Since the furlough scheme was introduced, many employers have been topping up the government support payments. Employers can of course continue to top up employee wages above the relevant percentage caps for the hours not worked at their own expense. This is obviously becoming more expensive as government support for the scheme tapers off. Employers have to pay their employees for the hours worked as normal.

Once the furlough scheme ends, a new Job Retention Bonus will start. The bonus payment has been designed to help encourage employers to bring back furloughed workers. The new bonus scheme will provide a £1,000 bonus payment to employers that bring back an employee that was furloughed, and continuously employ them for at least 3 months after the end of the CJRS..

Relief for self-employed trading losses

There are a number of tax reliefs available for self-employed taxpayers that make a loss carrying on their trade, profession or vocation (collectively referred to as a ‘trade’) and for their share of trading loss for any partnerships they are involved with.
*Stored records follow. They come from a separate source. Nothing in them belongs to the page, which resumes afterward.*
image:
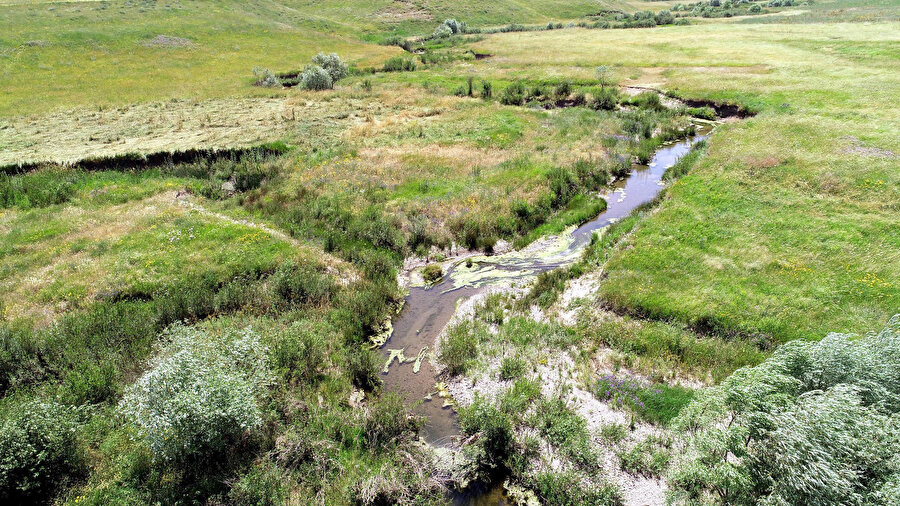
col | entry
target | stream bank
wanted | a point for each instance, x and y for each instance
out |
(409, 364)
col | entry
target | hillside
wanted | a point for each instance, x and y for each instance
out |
(435, 252)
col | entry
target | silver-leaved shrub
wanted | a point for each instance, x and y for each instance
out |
(200, 394)
(332, 64)
(315, 78)
(817, 423)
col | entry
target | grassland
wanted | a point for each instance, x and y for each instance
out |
(788, 228)
(785, 225)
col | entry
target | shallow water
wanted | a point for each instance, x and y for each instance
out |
(427, 311)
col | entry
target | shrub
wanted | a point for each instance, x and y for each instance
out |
(816, 423)
(41, 188)
(664, 17)
(648, 100)
(442, 31)
(566, 430)
(315, 78)
(39, 452)
(649, 458)
(399, 64)
(494, 446)
(487, 91)
(262, 485)
(514, 94)
(567, 489)
(332, 64)
(432, 273)
(199, 397)
(300, 352)
(301, 285)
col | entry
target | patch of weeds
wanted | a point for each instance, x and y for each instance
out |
(514, 94)
(459, 346)
(520, 396)
(432, 273)
(613, 433)
(648, 458)
(399, 64)
(657, 404)
(566, 430)
(493, 448)
(568, 489)
(387, 423)
(512, 368)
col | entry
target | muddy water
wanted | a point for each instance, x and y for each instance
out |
(427, 311)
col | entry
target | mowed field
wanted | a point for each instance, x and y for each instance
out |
(791, 226)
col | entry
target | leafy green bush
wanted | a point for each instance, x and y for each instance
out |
(487, 90)
(300, 353)
(41, 188)
(568, 489)
(387, 423)
(301, 284)
(494, 445)
(566, 430)
(315, 78)
(199, 397)
(562, 90)
(399, 64)
(262, 485)
(458, 346)
(39, 452)
(332, 64)
(648, 100)
(604, 99)
(702, 112)
(649, 457)
(432, 273)
(814, 424)
(514, 94)
(563, 186)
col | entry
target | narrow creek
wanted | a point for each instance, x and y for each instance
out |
(428, 310)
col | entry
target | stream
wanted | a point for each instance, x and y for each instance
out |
(428, 310)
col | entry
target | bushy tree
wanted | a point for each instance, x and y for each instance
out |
(39, 451)
(315, 78)
(817, 423)
(200, 395)
(442, 31)
(664, 17)
(332, 64)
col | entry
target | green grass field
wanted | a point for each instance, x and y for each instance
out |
(251, 283)
(789, 227)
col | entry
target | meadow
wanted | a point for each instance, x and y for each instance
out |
(170, 218)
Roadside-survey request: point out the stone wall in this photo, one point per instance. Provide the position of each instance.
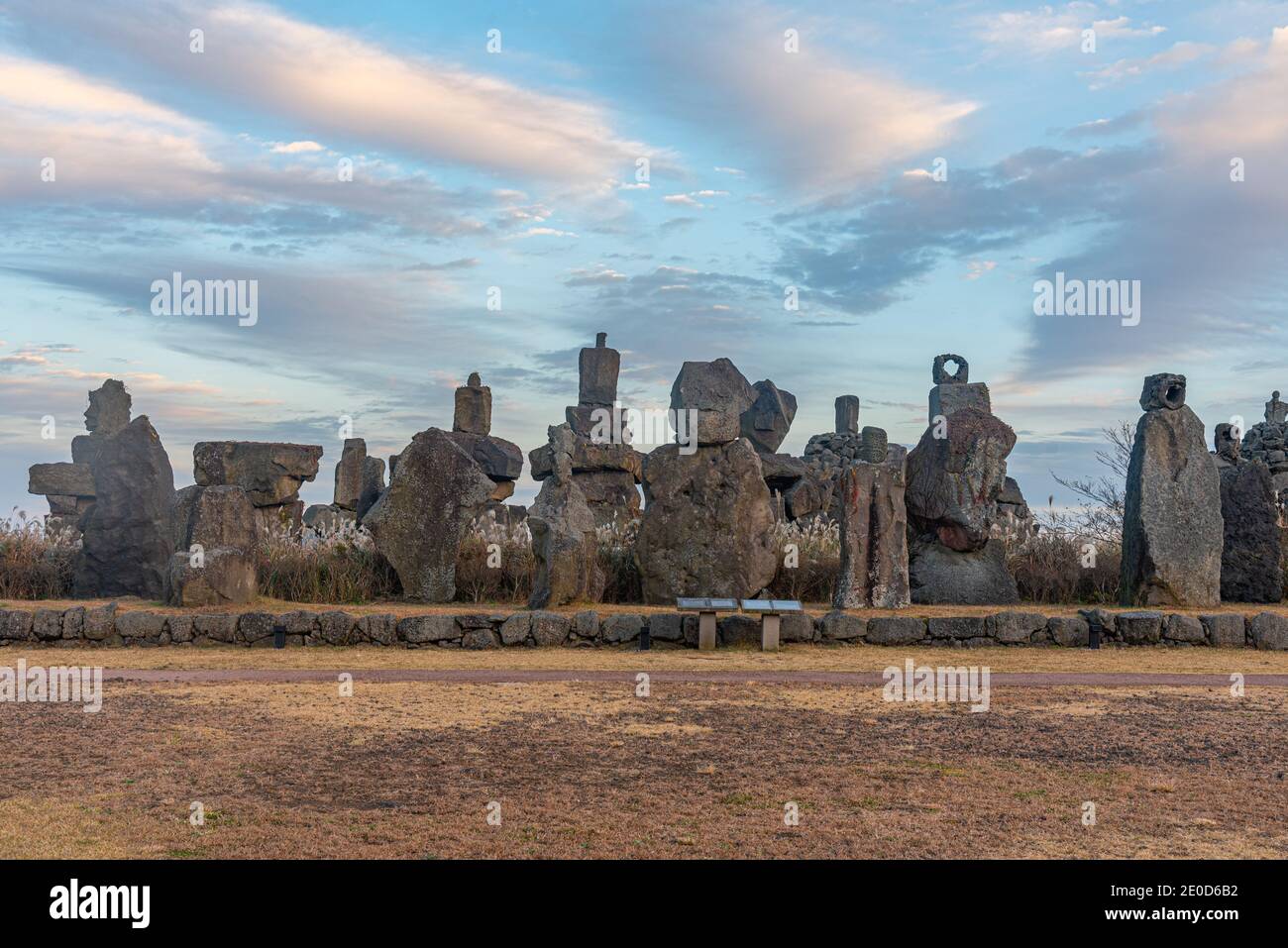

For the 2020-21 tax year, trade losses can be relieved in a number of ways. This includes the following:

  • By using the loss to reduce income for the year ended 5 April 2020 and / or 5 April 2019. If there are still trade losses remaining (after your income has been reduced to nil) then you may be able to set-off some or all of the remaining loss against chargeable gains.
  • A claim can also be made for losses made in the first 4 years of trade known as early trade losses relief. Taxpayers need to look at the earliest year first (i.e. 2016-17) and use any remaining loss in 2017-18 and then in 2018-19. The time limit for making claims for 2019 to 2020 losses is 31 January 2022.
  • Taxpayers can carry forward any loss against future profits of the same trade or income from the company (where you transfer your trade to a company in exchange for shares in that company), or post cessation receipts
  • Terminal loss relief is available for businesses that suffer a loss in the last 12 months of trade of a business. Terminal loss relief allows for the carry back of any trading losses that occur in the final 12 months of trading to be set off against profits made during the final tax year or any or all of the previous three tax years.
  • Self-employed taxpayers who were previously employed can offset trading losses against employment earnings or other earned income in the current or preceding tax year. 

There is also an overall cap on certain Income Tax reliefs. The cap is set at 25% of income or £50,000, whichever is the greater.

Green Homes Grants

A reminder that home owners and landlords can now access funding to help pay for the cost of energy saving improvements.

In a recent press release the Department for Business, Energy & Industrial Strategy said:

Homeowners and landlords can, since Friday 28 August, see for themselves how the government’s new Green Homes Grant scheme can help make their homes warmer and more energy efficient.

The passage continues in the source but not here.